Another line of thought that has started to take traction at the highest levels of government is that either the four commissioners themselves are being paid to blackball McCoy or the people who are whispering in their ears, telling them what to do, are being paid to make sure they keep the commissioners in line. Given some of the conversation that’s sprung up around this sordid affair, it’s not as far-fetched as it might seem.
Do you see Anthony Jones or Clinton Johnson putting themselves, and their families’, futures on the line — King named the four commissioners “in their individual and official capacities” — over a matter like this without at least some assurances that they’re not going to be burned financially? I don’t.
Of course, if any payoff is going to the people encouraging the commissioners to stick to their guns — people who have turned this issue racial as a smokescreen to cloud their involvement — the web of deceit grows even more tangled. Those individuals’ tactics, by the way, become even more insidious when they turn on a black man who has worked his way up from a novice to a well-respected administrator in what is a modern-day example of the American dream. That these cowards who sit whispering in the commissioners’ ears use the old “Uncle Tom” blasphemy to denigrate McCoy makes them some of the lowest creatures this community has spawned.
So Gaines, Hayes, Jones and Johnson will go to court and defend their actions. That is where things could get very interesting. Anyone who knows Maurice King knows he’s going after them with both barrels. And while Jones and Johnson will have their own tough questions to answer, it’s Gaines and, to a much greater extent, Hayes, who will have to air a whole lot of dirty laundry.
And people who were part of the sordid Georgia Civics Awareness Program for Students business that led to the Hayes/McCoy altercation — Thelma Chunn and Harry James among them — are going to have their own tales to tell during discovery.
Still, as Henry Williams — irony of ironies — said Monday, the majority has spoken, so we should accept their wisdom and move on. He’s certainly correct in saying that the commission has wasted way too much time on this matter, and they should move on to bigger things.
Like that multi-million-dollar deficit budget that’s staring them in the face.
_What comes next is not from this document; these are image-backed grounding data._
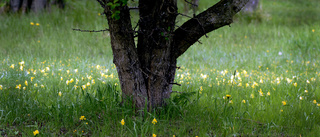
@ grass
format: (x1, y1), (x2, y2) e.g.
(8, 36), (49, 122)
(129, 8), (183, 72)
(1, 0), (320, 136)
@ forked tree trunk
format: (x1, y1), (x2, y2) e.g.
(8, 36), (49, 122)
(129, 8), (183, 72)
(100, 0), (248, 111)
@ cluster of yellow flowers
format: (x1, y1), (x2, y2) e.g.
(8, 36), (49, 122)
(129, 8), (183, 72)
(1, 59), (119, 95)
(79, 116), (86, 121)
(30, 22), (40, 26)
(33, 130), (39, 136)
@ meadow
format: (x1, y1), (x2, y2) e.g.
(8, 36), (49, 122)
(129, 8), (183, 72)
(0, 0), (320, 136)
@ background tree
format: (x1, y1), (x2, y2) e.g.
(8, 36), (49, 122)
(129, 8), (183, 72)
(0, 0), (64, 13)
(243, 0), (259, 12)
(94, 0), (248, 111)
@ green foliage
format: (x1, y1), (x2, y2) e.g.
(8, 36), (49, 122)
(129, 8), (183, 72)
(106, 0), (128, 20)
(0, 0), (10, 7)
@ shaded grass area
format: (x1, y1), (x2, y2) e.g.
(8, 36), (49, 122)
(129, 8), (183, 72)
(1, 0), (320, 136)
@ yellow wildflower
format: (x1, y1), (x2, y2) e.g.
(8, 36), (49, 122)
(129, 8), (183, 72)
(82, 85), (86, 89)
(286, 78), (292, 83)
(25, 81), (28, 86)
(293, 82), (297, 87)
(87, 75), (92, 80)
(0, 85), (2, 90)
(258, 89), (264, 96)
(152, 118), (157, 124)
(153, 134), (157, 137)
(259, 79), (263, 83)
(250, 94), (254, 98)
(58, 91), (62, 97)
(199, 86), (203, 94)
(33, 130), (39, 136)
(20, 66), (23, 71)
(19, 61), (24, 65)
(313, 100), (317, 104)
(31, 77), (35, 82)
(299, 96), (303, 100)
(30, 22), (34, 25)
(242, 100), (246, 103)
(200, 73), (208, 79)
(121, 119), (125, 125)
(16, 84), (21, 89)
(229, 100), (233, 104)
(79, 116), (86, 120)
(91, 79), (95, 85)
(267, 92), (270, 96)
(282, 101), (287, 106)
(36, 23), (40, 26)
(280, 109), (283, 112)
(10, 64), (14, 69)
(312, 29), (315, 32)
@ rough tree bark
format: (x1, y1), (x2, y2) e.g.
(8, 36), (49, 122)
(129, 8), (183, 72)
(98, 0), (249, 111)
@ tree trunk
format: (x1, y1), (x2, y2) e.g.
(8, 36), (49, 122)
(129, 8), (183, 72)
(10, 0), (22, 12)
(6, 0), (64, 13)
(137, 0), (178, 110)
(31, 0), (46, 12)
(99, 0), (249, 111)
(243, 0), (259, 12)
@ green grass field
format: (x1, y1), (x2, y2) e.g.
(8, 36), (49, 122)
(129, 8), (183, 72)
(1, 0), (320, 136)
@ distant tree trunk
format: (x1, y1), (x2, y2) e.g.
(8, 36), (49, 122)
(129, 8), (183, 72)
(6, 0), (64, 13)
(10, 0), (22, 12)
(98, 0), (249, 111)
(31, 0), (46, 12)
(243, 0), (259, 12)
(21, 0), (31, 13)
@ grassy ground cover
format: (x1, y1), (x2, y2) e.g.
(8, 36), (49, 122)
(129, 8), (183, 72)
(0, 0), (320, 136)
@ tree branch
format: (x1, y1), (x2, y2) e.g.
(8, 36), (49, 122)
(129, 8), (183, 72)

And preparing the public for the no-doubt millage rate increase that’s coming in FY 2019. Oh, and finding a way to convince taxpayers that they were “doing what’s best for the community” when the county has to fork over $3 million or so — and a large payment for counsel — for colluding to keep McCoy out of a job that he worked hard to earn.
The commissioners have whispered to confidants that “it’s the white people who are mad about this.” Hate to tell them, though, but of the dozens of calls that this newspaper gets on a weekly basis condemning the actions of Hayes, Gaines, Jones and Johnson, an overwhelming number of them are from African-Americans. Sometimes when you wrap yourself in a cocoon of self-righteousness, fed by people with an agenda that serves only their purposes, you forget all about the people who choose right over wrong and call BS on your politics of race.